On the outskirts of the city of Eden was a drive in movie theater. At least pre-coronavirus it seems still fully functional.
I first visited the former Leaksville, one the three towns that combined to make Eden.
I pedaled through neighborhoods towards its downtown. It looks like a factory town.
Downtown Leaksville seems to function now as the downtown Eden.
former armory
recording studio
Down the block from these downtown buildings is the Karastan carpet mill, which seems very much in business, although it was not working on a Sunday morning.
The modernist offices of the carpet mill.
I biked downhill east from downtown. This lot had about twenty or thirty original Volkswagen Beetles.
Eden sits at the junction of the Smith River and the Dan River. There must have been a waterfall or steep set of rapids here on the Smith River. Historic signs pointed out that power has been generated here since 1813 and cloth has been woven by this power since 1836. Cloth for Confederate uniforms was made here. There are the remains of at least three huge mills, none of which seem to be operating now.
There was one more area I had to visit, the original town of Draper that now comprises the other half of greater city of Eden. Draper is four miles farther east and also has mill type housing.
The principal street of the area is Fieldcrest Road, presumably named after the towel manufacturer that used to be here. The street runs into a large former textile mill, now used as a trucking terminal.

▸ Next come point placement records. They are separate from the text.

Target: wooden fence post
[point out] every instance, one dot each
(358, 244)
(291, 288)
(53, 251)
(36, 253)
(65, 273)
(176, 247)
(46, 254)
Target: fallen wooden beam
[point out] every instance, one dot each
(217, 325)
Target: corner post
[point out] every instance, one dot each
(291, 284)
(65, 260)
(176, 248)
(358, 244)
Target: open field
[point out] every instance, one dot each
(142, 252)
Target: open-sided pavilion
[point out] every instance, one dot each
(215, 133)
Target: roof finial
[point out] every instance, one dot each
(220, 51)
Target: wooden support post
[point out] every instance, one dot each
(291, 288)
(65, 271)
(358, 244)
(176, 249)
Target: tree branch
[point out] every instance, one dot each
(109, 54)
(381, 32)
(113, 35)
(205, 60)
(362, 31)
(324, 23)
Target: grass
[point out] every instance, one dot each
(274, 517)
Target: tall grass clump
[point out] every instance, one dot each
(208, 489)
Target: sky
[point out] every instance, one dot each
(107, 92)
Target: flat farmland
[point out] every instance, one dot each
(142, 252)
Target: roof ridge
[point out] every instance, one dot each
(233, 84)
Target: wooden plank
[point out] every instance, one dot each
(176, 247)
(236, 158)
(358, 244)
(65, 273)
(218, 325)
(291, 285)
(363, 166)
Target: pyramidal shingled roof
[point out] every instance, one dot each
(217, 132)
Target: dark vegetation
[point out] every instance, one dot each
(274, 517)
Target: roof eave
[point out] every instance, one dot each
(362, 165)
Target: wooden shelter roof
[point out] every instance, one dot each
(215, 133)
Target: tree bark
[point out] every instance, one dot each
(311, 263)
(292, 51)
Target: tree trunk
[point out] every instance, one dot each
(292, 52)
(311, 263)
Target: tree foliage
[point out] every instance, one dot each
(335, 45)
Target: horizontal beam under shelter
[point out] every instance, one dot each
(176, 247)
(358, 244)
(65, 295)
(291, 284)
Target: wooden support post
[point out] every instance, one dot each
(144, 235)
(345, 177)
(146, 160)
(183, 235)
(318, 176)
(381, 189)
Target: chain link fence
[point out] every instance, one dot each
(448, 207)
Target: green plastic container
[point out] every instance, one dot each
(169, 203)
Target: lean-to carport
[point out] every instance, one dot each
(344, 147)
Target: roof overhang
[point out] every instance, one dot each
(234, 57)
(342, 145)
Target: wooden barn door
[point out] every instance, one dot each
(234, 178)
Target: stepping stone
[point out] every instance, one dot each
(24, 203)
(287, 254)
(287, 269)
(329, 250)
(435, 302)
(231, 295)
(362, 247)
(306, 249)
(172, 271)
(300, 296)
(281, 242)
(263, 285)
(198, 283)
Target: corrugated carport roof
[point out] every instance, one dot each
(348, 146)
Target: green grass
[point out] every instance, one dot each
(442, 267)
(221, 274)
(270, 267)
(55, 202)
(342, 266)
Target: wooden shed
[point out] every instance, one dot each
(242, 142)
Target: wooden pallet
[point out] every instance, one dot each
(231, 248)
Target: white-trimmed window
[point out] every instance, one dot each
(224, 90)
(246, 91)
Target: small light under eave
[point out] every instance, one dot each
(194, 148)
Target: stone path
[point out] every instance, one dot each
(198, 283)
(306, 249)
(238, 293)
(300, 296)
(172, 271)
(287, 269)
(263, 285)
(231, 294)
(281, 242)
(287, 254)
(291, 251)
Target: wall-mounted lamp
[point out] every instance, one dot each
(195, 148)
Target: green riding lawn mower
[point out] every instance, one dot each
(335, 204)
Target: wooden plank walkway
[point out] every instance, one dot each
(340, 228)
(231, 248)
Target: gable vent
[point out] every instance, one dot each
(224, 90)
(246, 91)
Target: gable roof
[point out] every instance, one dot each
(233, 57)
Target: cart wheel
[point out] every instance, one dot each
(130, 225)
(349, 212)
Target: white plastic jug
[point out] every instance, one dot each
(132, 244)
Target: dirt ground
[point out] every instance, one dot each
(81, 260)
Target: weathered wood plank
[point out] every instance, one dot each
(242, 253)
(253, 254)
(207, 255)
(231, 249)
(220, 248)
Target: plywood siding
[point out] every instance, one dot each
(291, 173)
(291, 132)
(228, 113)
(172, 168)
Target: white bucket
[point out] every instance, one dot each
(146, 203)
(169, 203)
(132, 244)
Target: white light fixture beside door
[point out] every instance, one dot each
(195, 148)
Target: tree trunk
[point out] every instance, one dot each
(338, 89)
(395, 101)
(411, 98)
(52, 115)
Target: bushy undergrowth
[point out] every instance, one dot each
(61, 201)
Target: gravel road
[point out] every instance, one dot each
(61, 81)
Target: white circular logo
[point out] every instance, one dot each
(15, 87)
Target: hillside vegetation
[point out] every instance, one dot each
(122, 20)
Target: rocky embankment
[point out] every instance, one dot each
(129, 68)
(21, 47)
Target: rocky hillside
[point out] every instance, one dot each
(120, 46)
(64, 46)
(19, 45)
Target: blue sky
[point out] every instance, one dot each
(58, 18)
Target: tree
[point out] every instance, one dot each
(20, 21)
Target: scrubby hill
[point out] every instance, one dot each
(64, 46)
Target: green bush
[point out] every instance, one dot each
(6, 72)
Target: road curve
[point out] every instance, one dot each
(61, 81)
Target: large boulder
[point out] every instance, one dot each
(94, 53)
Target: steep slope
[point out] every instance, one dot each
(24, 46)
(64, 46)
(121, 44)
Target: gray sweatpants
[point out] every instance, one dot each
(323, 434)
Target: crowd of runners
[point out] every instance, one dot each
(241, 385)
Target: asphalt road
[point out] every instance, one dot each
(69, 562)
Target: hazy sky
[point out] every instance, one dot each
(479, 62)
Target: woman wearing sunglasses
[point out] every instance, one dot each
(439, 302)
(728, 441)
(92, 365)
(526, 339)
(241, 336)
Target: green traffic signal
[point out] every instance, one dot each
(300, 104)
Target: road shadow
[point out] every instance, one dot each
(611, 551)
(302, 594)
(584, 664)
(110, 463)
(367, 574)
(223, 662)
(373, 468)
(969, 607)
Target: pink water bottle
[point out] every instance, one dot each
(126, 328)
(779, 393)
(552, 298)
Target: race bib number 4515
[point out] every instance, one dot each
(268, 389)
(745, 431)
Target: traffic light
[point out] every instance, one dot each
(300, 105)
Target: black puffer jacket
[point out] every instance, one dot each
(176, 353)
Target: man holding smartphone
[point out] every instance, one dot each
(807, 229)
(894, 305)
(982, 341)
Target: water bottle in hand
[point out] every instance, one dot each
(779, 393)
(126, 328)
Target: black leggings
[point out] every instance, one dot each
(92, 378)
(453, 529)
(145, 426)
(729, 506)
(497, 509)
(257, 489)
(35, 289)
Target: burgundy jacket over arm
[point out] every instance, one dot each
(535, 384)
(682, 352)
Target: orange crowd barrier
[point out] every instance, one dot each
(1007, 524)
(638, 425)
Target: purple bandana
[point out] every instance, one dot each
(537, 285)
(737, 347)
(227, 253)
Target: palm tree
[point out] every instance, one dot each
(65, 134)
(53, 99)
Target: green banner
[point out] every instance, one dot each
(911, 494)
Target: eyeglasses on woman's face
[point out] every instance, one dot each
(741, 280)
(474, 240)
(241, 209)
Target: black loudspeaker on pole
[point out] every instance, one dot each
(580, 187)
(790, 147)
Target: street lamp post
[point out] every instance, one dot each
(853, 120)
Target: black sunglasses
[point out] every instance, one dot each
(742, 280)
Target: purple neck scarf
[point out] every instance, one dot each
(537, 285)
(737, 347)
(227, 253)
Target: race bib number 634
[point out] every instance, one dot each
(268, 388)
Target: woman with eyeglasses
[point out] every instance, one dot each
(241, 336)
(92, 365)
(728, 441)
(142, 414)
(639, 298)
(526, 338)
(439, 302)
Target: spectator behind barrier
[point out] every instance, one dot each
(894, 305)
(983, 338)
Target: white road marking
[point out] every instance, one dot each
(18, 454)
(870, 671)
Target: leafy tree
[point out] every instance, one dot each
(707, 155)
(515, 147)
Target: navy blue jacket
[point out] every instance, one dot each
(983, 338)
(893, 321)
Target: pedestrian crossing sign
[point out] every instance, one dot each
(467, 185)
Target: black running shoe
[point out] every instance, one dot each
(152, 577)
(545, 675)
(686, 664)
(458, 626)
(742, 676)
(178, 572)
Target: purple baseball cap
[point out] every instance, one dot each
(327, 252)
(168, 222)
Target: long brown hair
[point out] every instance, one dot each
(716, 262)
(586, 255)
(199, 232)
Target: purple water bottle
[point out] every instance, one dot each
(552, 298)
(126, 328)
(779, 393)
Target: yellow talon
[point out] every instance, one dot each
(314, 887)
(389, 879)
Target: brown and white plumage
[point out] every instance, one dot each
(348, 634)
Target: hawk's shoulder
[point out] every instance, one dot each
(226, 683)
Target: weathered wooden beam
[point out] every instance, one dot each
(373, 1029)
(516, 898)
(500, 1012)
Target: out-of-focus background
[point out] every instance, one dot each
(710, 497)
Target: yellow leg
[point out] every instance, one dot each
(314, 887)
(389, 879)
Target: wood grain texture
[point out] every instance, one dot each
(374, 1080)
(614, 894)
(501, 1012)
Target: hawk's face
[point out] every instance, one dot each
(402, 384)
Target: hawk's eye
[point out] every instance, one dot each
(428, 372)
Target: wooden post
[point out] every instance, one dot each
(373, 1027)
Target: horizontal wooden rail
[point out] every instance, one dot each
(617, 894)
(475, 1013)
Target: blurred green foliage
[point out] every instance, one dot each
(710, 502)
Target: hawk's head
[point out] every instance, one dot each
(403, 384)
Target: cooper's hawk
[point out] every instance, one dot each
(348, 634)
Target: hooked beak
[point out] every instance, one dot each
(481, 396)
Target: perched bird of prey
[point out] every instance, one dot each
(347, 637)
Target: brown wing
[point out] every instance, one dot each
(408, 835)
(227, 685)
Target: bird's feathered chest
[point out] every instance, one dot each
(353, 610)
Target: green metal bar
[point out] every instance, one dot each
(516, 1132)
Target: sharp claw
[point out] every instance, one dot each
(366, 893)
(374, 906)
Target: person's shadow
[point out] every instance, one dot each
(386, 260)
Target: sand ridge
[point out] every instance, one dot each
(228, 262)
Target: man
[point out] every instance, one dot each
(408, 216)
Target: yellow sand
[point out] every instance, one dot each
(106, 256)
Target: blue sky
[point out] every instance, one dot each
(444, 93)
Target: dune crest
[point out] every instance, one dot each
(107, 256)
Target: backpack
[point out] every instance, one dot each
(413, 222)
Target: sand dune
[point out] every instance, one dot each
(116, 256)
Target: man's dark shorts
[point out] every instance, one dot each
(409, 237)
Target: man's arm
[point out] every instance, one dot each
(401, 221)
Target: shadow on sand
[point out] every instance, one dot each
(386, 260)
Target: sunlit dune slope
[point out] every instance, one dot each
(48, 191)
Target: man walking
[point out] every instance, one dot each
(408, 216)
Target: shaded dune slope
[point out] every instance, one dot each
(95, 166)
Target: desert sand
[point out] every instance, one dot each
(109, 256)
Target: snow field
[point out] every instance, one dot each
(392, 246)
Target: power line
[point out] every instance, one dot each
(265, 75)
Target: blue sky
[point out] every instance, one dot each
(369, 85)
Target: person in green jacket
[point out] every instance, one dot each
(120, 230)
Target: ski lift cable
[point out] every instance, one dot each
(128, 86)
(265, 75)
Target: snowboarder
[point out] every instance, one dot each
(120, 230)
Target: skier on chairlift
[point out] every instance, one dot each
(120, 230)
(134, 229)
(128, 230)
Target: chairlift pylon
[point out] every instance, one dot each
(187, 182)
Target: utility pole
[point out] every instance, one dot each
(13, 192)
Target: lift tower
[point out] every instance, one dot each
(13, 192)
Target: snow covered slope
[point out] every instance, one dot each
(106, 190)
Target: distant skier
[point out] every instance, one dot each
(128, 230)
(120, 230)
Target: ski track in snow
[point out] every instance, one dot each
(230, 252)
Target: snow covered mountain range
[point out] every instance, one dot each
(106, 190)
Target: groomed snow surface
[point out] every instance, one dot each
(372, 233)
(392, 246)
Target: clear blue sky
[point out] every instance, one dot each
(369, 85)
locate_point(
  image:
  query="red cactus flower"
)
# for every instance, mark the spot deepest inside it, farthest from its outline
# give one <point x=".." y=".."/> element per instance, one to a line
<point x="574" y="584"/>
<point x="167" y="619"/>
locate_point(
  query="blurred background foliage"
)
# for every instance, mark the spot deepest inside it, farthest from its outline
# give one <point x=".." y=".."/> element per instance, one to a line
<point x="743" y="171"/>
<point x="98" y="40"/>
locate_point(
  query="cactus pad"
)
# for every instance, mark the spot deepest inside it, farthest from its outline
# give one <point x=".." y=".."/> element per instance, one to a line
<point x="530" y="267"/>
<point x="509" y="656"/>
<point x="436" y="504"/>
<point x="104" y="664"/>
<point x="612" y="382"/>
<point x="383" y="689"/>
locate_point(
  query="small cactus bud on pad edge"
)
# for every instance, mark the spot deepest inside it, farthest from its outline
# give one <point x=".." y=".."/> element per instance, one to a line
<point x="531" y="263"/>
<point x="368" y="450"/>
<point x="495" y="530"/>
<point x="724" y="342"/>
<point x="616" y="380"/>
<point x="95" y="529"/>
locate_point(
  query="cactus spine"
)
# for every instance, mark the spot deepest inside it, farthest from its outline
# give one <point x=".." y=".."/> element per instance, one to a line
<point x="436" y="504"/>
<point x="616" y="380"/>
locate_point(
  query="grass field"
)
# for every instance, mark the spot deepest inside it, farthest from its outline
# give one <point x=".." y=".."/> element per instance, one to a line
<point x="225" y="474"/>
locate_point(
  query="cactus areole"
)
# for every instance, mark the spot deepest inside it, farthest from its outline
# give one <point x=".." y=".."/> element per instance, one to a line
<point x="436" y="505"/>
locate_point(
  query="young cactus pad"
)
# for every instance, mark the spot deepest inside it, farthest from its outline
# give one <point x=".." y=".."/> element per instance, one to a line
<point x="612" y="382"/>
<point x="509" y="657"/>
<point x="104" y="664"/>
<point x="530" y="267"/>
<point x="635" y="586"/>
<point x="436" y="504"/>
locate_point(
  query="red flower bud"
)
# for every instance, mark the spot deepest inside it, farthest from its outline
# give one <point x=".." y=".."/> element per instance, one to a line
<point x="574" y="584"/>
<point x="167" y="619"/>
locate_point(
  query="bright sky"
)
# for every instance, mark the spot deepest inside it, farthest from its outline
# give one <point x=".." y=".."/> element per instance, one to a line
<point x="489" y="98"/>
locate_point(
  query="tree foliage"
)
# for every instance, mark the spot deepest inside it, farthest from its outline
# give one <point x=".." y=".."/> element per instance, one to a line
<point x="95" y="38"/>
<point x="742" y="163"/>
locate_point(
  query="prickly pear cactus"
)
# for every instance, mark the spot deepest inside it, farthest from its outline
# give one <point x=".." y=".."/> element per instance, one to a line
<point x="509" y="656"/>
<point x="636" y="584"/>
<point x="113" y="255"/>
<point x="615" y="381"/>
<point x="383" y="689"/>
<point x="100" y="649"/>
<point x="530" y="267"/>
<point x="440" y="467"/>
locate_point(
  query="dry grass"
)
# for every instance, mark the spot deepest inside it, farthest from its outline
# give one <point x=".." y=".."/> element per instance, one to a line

I was out by myself during a coronavirus pandemic and it was time to turn around and head back towards my car. Two miles west is the municipal complex for the town of Eden. In the 1960’s there must have been farmland between the Draper area and the former Leaksville downtown. All the textile mills surely were running at full tilt. With the optimism of the era Eden NC on this farmland built a complex of mid-century modernist civic buildings, schools, and a city park. I stopped for lunch in parkland in front of what I believe is the police station. Peanut butter and jelly sandwich with a side of nuts and chips.
The Osborne Baptist Church is so close to the police station that at first glance it looks like they are connected.
Across the street is this high school.
Behind it is this middle school.
After lunch I got back on the bicycle and rode the ten miles back to Stoneville. It took about an hour. Here is one last shout-out to prewar gas stations I had seen on this day.
This region clearly has many Trump supporters. Their passion is terrifying This person cannot walk out his front door without stepping around this banner. It was faded, it has been flying there a long time.